Актер Изудин Байрович говорил:
«Она представляла для нас ту часть мира, которая понимала то, что происходит, и была готова что-то сделать по этому поводу. Для нас ее посещение было важнее визита какого-нибудь премьер-министра. Мы премьер-министрам не особо верили. Но в ее доброй воле никогда не сомневались. В доброй воле остальных – было дело»
[1369].
ЕСЛИ ПОХВАЛЫ И БЛАГОПОЛУЧИЕ ПОКАЗЫВАЛИ В НЕЙ ЕЕ ХУДШИЕ СТОРОНЫ, ТО НУЖДА И ПОДАВЛЕНИЕ – САМЫЕ ЛУЧШИЕ.
Если она задрала нос в Нью-Йорке, то в Сараево была доброй. Она рисковала жизнью, была свидетелем и заслужила всеобщее уважение, правда, все это не помогало найти ответ на вопрос – что она, как индивид, может сделать, чтобы помочь. «Я не хотела быть здесь туристом, – говорила она, – наблюдающим, как все вокруг страдают… я хотела чем-то участвовать, помочь»
[1370]. Возможно, как она писала позднее, самым подходящим ответом было бы безмолвие:
«Лучше всего вообще не говорить, что и было моим намерением изначально. Говорить о том, что человек делает, кажется мне, конечно, со скидкой на намерения, формой саморекламы»
[1371].
Именно молчанием реагировали многие творческие личности. Молчанием отвечает Елизавета на ужасы в фильме Бергмана «Персона», монах во Вьетнаме, сжигающий себя живьем, испуганный ребенок в варшавском гетто. 30 годами ранее Зонтаг писала, что Елизавета «хочет быть искренней, не играть роль, не лгать, гармонично совместить внутреннее и внешнее и, отвергнув в качестве выхода самоубийство, решила стать немой». Это был духовный, а не политический ответ. У боснийцев были конкретные нужды, и Зонтаг надеялась им помочь.

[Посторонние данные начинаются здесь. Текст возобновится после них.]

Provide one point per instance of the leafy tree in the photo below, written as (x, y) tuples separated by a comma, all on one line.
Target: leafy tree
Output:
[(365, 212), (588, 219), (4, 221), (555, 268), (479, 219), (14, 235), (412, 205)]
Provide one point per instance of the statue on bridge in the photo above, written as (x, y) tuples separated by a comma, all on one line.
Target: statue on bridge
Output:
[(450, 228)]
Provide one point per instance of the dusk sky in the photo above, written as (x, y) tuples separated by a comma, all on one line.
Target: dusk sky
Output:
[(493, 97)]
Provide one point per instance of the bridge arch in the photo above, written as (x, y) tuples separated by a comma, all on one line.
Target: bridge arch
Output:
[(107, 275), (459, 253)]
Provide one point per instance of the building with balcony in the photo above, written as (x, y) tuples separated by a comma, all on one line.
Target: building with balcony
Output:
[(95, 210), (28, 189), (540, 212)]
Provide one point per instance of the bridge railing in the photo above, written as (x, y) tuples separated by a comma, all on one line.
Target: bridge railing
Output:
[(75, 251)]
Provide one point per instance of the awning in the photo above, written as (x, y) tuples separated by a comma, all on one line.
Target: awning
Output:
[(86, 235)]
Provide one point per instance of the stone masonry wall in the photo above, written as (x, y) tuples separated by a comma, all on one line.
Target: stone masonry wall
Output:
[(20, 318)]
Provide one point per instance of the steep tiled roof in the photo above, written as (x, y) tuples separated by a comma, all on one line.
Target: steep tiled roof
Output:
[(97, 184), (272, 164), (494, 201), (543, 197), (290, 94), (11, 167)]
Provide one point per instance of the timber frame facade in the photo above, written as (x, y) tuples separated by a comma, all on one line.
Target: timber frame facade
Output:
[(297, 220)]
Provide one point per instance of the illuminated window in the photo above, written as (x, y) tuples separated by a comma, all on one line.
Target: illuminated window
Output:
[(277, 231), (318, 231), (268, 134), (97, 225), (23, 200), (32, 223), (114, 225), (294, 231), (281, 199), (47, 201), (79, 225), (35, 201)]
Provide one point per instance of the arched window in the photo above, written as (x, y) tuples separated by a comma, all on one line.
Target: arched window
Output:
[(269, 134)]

«Я бы с радостью помогала пациентам сесть в инвалидное кресло. Я приняла решение рисковать своей жизнью, существовать в экстремальном дискомфорте. Взрывались бомбы, свистели пули над головой… Не было воды, электричества, почты, телефонной связи. И так из месяца в месяц. Это не символично. Это реально»
[1372].
Во время своего первого посещения она попросила Фериду Дуракович организовать встречу с интеллектуалами. Та пригласила людей, которые высказали просьбу о материальной помощи, которую со временем Сьюзен смогла оказать. «Но что вы хотите, чтобы я сделала? Кроме того, что достала еды, деньги, воду или сигареты? Что вы от меня хотите?»
Позднее вместе с организатором международного театрального фестиваля Пашовичем она обсудила возможность постановки пьесы. Это, конечно, не могло снять осаду с города, но какой-то практический смысл в этом все же был. Актеры получат работу, продолжится культурная жизнь, в западном мире люди увидят, что в Югославии не только кланы, но есть и люди, не глупее тех, кто читает о них в газетах. Она предложила пьесу Ubu Roi дедушки модернистского театра Альфреда Жарри
[1373]. Упомянула о пьесе «Счастливые дни» Беккета, в которой женщина болтает с мужем, вспоминая счастливые деньки в то время, пока ее закапывают живьем. К концу пьесы земля доходит ей до подбородка.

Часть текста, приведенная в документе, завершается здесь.